#Expressive voice model that breathes, laughs, sighs, giggles, sing, etc.

1 messages · Page 1 of 1 (latest)

plush shuttle
#

In the same topic of having a new voice for Neuro, I would like to endorse the use of Bark transformer. https://github.com/suno-ai/bark

Bark is a transformer-based text-to-audio model created by Suno. Bark can generate highly realistic, multilingual speech as well as other audio - including music, background noise and simple sound effects. The model can also produce nonverbal communications like laughing, sighing and crying. To support the research community, we are providing access to pretrained model checkpoints ready for inference.

Note: For use with utterances (run on separate thread), not fast enough for real time TTS on responses.

Google Collab with sample audio: https://colab.research.google.com/drive/1eJfA2XUa-mXwdMy7DoYKVYHI1iTd9Vkt?usp=sharing#scrollTo=NyYQ--3YksJY

plush shuttle
#

prompt:

Hello, my name is Suno. And, uh — and I like pizza. [laughs] 
But I also have other interests such as playing tic tac toe.
fiery fox
#

Oh god don't tell Aletta

calm cedar
#

Could this be implemented alongside the usual system? I.e. using Bark only for non-verbal communication, which is then added to Neuros usual ramble?

fiery fox
#

Kind of like how the subtitles only use Arial for characters that don't appear in the normal font? 😉

fallow thistle
#

isn't it going to be hard to clone neuro's voice to suit this model? and the fact it's not fast enough to be used in real time really doesn't leave it with many ways to use it on stream

tiny pewter
#

Bark is licensed under a non-commercial license: CC-BY 4.0 NC. The Suno models themselves may be used commercially. However, this version of Bark uses EnCodec as a neural codec backend, which is licensed under a non-commercial license.

#

Would vedal be even allowed to use it?

calm cedar
#

Could ask for a commercial licence, typically its only a question of licencing fees

plush shuttle
fiery fox
crude cloak
#

Dont you guys find the output to be noisy af? are there examples of cleaner outputs?

plush shuttle
# crude cloak Dont you guys find the output to be noisy af? are there examples of cleaner outp...

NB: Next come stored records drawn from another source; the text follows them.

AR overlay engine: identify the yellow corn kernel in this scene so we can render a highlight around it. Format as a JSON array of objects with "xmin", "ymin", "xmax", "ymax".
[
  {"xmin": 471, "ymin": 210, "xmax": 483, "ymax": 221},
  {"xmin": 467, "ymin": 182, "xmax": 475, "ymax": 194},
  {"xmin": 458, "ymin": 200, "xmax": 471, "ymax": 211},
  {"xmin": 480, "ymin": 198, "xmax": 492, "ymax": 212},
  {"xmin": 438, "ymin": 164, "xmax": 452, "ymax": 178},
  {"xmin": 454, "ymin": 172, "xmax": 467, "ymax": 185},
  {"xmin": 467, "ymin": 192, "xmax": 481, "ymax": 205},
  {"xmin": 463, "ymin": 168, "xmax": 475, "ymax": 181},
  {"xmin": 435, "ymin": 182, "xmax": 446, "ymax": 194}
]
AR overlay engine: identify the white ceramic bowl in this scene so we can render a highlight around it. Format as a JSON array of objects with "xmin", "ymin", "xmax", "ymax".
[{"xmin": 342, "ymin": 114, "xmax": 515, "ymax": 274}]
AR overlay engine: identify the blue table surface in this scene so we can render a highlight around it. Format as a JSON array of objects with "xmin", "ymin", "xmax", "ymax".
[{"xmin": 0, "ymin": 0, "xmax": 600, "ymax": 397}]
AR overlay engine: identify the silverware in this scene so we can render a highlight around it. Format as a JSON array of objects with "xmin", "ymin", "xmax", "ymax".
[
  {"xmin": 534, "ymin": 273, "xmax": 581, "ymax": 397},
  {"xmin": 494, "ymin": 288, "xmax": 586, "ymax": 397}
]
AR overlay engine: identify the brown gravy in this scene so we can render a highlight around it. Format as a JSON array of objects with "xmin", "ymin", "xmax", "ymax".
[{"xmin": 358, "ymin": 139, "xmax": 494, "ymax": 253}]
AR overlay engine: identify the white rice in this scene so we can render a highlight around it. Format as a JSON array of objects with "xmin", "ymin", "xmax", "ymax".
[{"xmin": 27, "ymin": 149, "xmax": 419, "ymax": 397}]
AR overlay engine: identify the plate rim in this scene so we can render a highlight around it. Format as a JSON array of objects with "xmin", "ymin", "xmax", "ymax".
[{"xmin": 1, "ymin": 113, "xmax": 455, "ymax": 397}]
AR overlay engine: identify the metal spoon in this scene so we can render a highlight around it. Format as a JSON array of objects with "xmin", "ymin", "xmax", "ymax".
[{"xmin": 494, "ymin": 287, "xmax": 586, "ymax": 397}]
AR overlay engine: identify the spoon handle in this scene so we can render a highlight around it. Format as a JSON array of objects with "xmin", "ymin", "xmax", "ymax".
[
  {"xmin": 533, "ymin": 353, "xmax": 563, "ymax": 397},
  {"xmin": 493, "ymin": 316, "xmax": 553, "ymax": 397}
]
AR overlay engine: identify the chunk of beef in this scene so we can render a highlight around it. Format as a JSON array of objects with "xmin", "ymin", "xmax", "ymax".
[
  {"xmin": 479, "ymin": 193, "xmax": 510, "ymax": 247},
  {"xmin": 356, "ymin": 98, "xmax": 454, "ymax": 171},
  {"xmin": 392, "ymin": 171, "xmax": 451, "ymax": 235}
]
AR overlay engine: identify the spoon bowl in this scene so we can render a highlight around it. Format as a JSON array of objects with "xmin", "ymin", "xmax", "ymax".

no its just the sample see here more test https://www.youtube.com/watch?v=rU5Do9yHbwM

Bark AI by Suno AI is a transformer-based text-to-audio model that can generate realistic and multilingual speech as well as other audio such as music, sound effects and nonverbal expressions. It can also clone voices and audio from a limited set of synthetic options. Bark AI is an open source project that provides access to pretrained model che...

▶ Play video
crude cloak
#

I'll see if i can make a demo